Norman Ornstein, Thomas Mann, and Molly Reynolds have an excellent piece in The New Republic making the point that complaints about the evils of using the budget reconciliation process to pass major legislation such as health care reform are totally bogus:
Reconciliation was designed as a narrow procedure to bring revenue and direct spending under existing laws into conformity with the levels set in the annual budget resolution. It was used initially to cut the budget deficit by increasing revenues or decreasing spending but in more recent years its primary purpose has been to reduce taxes. Twenty-two reconciliation bills were passed between 1980 and 2008, although three (written by Republican majorities in Congress) were vetoed by President Clinton and never became law.
Whether reducing or increasing deficits, many of the reconciliation bills made major changes in policy. Health insurance portability (COBRA), nursing home standards, expanded Medicaid eligibility, increases in the earned income tax credit, welfare reform, the state Children’s Health Insurance Program, major tax cuts and student aid reform were all enacted under reconciliation procedures. Health reform 2009 style would be the most ambitious use of reconciliation but it fits a pattern used over three decades by both parties to avoid the strictures of Senate filibusters.

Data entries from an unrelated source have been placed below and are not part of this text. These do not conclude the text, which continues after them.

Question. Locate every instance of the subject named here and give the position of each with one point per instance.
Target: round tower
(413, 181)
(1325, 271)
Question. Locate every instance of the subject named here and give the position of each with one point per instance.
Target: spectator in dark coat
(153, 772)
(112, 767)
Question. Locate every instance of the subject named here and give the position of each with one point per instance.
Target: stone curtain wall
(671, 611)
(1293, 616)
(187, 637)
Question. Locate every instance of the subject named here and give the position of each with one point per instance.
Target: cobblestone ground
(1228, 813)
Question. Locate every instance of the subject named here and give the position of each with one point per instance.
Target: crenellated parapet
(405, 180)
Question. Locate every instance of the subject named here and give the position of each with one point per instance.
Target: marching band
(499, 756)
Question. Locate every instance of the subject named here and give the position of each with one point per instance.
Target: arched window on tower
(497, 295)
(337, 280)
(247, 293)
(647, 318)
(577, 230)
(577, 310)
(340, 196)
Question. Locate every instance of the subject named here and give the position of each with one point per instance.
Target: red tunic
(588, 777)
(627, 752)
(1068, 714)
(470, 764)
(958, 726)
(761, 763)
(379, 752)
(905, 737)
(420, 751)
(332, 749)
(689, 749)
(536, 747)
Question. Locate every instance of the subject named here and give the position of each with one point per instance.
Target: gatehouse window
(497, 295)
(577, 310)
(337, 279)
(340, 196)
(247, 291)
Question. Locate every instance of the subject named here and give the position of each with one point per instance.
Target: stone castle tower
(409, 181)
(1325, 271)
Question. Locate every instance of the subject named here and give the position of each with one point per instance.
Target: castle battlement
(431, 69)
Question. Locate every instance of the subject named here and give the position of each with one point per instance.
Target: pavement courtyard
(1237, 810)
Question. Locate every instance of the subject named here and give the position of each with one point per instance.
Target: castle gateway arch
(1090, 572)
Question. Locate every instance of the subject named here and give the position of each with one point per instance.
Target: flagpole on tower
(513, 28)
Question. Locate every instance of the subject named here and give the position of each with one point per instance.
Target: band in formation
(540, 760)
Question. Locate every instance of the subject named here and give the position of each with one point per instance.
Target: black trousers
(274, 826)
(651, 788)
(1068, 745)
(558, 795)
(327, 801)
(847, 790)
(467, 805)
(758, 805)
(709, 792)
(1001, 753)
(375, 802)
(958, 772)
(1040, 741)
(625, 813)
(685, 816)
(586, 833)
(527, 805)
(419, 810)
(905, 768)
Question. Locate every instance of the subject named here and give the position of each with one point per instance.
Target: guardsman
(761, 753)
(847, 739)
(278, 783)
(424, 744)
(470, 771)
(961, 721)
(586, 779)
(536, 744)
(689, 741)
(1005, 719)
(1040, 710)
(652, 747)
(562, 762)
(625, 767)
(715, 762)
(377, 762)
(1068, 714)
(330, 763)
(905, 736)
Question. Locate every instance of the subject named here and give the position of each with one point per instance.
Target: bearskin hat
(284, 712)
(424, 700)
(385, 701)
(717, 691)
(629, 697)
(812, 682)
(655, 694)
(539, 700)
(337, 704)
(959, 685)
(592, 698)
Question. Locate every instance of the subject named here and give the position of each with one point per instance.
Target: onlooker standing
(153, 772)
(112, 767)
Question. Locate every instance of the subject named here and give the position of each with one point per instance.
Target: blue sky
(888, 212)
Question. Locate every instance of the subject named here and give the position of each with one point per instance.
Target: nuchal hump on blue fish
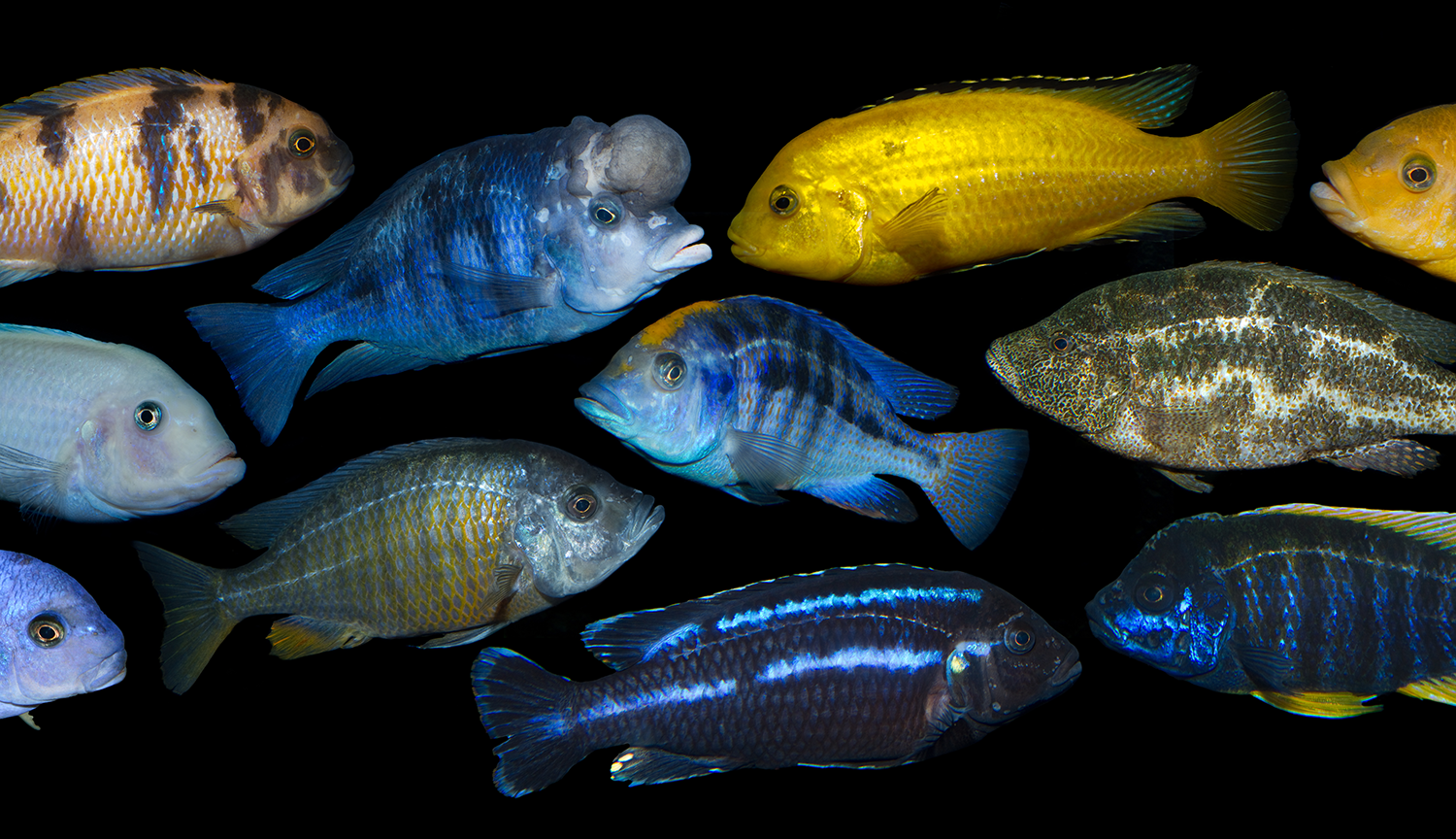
(754, 395)
(861, 667)
(1310, 609)
(501, 245)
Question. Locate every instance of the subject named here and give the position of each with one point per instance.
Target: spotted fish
(867, 667)
(1240, 366)
(1310, 609)
(153, 168)
(754, 395)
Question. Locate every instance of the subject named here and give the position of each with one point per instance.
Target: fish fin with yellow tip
(1436, 689)
(1252, 159)
(192, 609)
(296, 635)
(1328, 705)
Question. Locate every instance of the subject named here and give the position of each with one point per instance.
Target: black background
(387, 727)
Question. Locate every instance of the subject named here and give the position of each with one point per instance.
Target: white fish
(96, 431)
(54, 638)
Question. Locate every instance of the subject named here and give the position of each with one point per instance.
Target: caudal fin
(980, 472)
(265, 366)
(1254, 151)
(524, 704)
(195, 621)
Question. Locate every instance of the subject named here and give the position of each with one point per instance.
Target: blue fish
(501, 245)
(1310, 609)
(867, 667)
(54, 638)
(754, 395)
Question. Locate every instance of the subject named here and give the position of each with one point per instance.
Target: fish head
(667, 393)
(803, 218)
(579, 523)
(1168, 608)
(1007, 660)
(614, 236)
(1397, 191)
(54, 638)
(150, 445)
(293, 168)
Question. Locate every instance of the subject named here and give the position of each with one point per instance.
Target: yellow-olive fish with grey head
(457, 536)
(970, 174)
(1240, 366)
(151, 168)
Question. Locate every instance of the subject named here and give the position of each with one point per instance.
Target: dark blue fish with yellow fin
(861, 667)
(1310, 609)
(754, 395)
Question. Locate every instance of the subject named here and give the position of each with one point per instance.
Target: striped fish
(867, 667)
(754, 395)
(153, 168)
(459, 536)
(1310, 609)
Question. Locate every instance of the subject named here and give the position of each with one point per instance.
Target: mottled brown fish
(153, 168)
(1238, 366)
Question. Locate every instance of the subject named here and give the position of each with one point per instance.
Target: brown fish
(1238, 366)
(151, 168)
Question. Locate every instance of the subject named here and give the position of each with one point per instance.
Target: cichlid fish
(1240, 366)
(54, 638)
(861, 667)
(754, 395)
(977, 172)
(459, 536)
(503, 245)
(1397, 191)
(1312, 609)
(96, 431)
(153, 168)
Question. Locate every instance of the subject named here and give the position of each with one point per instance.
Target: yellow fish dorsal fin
(1438, 529)
(1328, 705)
(1436, 689)
(1147, 99)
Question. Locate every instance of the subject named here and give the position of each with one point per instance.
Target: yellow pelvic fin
(1436, 688)
(1328, 705)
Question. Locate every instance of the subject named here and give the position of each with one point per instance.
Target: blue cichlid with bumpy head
(858, 667)
(497, 247)
(1310, 609)
(754, 395)
(54, 638)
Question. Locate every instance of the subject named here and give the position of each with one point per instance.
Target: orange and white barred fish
(150, 168)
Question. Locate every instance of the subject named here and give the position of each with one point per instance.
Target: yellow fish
(1397, 191)
(977, 172)
(151, 168)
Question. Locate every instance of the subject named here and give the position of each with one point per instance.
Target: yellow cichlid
(153, 168)
(1397, 191)
(977, 172)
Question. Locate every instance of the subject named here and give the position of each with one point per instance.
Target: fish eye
(670, 370)
(148, 416)
(581, 503)
(47, 629)
(1418, 174)
(783, 201)
(302, 143)
(1019, 640)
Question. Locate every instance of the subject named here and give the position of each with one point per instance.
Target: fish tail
(1252, 156)
(189, 603)
(265, 364)
(527, 705)
(977, 475)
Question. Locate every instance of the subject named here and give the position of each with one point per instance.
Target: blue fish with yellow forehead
(754, 395)
(1310, 609)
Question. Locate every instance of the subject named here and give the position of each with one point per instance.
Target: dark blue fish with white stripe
(859, 667)
(754, 395)
(1310, 609)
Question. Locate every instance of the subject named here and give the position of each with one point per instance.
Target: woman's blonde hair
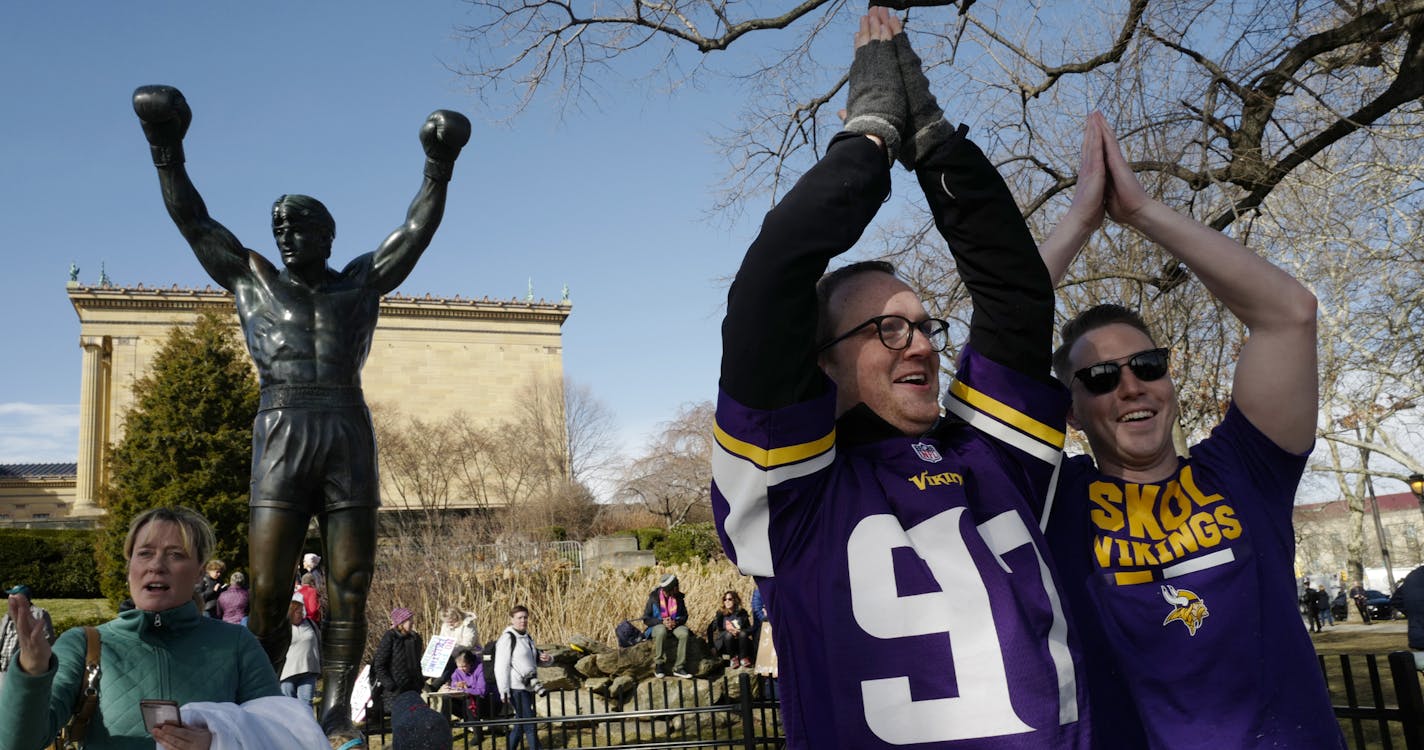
(197, 535)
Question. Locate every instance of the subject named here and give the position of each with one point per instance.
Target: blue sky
(326, 100)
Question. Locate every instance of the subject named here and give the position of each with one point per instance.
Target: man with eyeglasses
(914, 602)
(1179, 569)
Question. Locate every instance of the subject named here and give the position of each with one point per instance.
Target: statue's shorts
(313, 450)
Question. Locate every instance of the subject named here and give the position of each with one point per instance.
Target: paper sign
(437, 655)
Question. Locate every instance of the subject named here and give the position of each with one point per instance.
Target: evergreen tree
(187, 441)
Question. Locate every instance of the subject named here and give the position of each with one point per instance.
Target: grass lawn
(70, 612)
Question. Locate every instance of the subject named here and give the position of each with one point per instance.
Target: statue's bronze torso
(304, 335)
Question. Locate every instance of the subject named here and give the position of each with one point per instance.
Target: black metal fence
(1376, 710)
(735, 713)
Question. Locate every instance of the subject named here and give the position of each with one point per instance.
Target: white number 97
(961, 611)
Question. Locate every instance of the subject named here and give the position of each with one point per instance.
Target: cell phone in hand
(158, 712)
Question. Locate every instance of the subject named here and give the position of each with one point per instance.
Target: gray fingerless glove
(927, 124)
(876, 101)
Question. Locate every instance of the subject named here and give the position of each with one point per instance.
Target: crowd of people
(944, 577)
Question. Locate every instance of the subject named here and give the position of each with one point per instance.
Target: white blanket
(265, 723)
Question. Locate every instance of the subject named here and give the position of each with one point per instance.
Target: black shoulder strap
(87, 700)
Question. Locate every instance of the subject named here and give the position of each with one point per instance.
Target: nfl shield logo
(927, 453)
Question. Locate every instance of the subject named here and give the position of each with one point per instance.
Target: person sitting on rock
(667, 612)
(731, 631)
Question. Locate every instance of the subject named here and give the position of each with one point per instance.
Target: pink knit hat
(399, 615)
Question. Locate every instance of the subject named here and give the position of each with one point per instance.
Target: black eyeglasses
(1105, 376)
(896, 332)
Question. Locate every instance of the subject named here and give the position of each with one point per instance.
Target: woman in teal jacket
(163, 649)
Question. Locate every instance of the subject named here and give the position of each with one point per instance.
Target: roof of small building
(37, 470)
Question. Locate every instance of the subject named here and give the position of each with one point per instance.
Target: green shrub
(53, 562)
(688, 542)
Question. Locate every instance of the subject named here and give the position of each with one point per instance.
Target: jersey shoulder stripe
(769, 457)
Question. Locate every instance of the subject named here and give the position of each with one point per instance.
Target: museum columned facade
(429, 357)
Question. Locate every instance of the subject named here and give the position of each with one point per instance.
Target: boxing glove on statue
(164, 115)
(443, 135)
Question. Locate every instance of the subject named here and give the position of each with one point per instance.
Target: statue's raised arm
(443, 135)
(164, 114)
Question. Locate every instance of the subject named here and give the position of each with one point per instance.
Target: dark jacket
(1410, 598)
(718, 625)
(652, 616)
(396, 665)
(210, 589)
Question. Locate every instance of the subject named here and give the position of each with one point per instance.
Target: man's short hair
(1088, 320)
(304, 211)
(830, 282)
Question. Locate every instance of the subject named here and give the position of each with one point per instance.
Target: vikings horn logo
(1186, 608)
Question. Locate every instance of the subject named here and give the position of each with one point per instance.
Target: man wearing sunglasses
(1179, 569)
(897, 548)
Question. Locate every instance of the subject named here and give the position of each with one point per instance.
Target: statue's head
(304, 229)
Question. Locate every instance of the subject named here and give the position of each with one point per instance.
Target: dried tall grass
(432, 568)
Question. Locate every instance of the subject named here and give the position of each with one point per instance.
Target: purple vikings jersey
(1186, 587)
(907, 578)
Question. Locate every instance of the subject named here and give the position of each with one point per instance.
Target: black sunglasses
(1105, 376)
(896, 332)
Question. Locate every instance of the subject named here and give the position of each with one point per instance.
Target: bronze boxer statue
(308, 329)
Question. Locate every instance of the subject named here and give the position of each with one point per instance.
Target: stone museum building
(429, 359)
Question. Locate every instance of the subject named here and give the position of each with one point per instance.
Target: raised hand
(1124, 194)
(1087, 208)
(443, 135)
(927, 125)
(876, 101)
(34, 646)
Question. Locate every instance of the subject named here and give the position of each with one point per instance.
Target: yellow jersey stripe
(775, 457)
(1006, 413)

As they point out, there are other aspects of the reconciliation process that make it a less-than-ideal venue for passing health care reform. But it’s a superior alternative to not passing health care reform or to passing a bill called “health care reform” that failes to make substantial progress on key issues. One hopes that enough bipartisan cooperation will exist to be able to avoid a reconciliation scenario, but cooperation seems unlikely to be forthcoming absent a credible threat to move forward on a majority vote.
Meanwhile, it would be strongly preferable to do away with the inevitable hypocrisy involved in the minority-of-the-day always arguing for a narrow use of reconciliation and the majority-of-the-day arguing for a broad use. The thing to do is to find away to eliminate the filibuster. We could also do away with the unfortunate linkage of majority voting to the other aspects of the reconciliation process. There’s no good reason to think that a 60 vote supermajority requirement serves the national interest.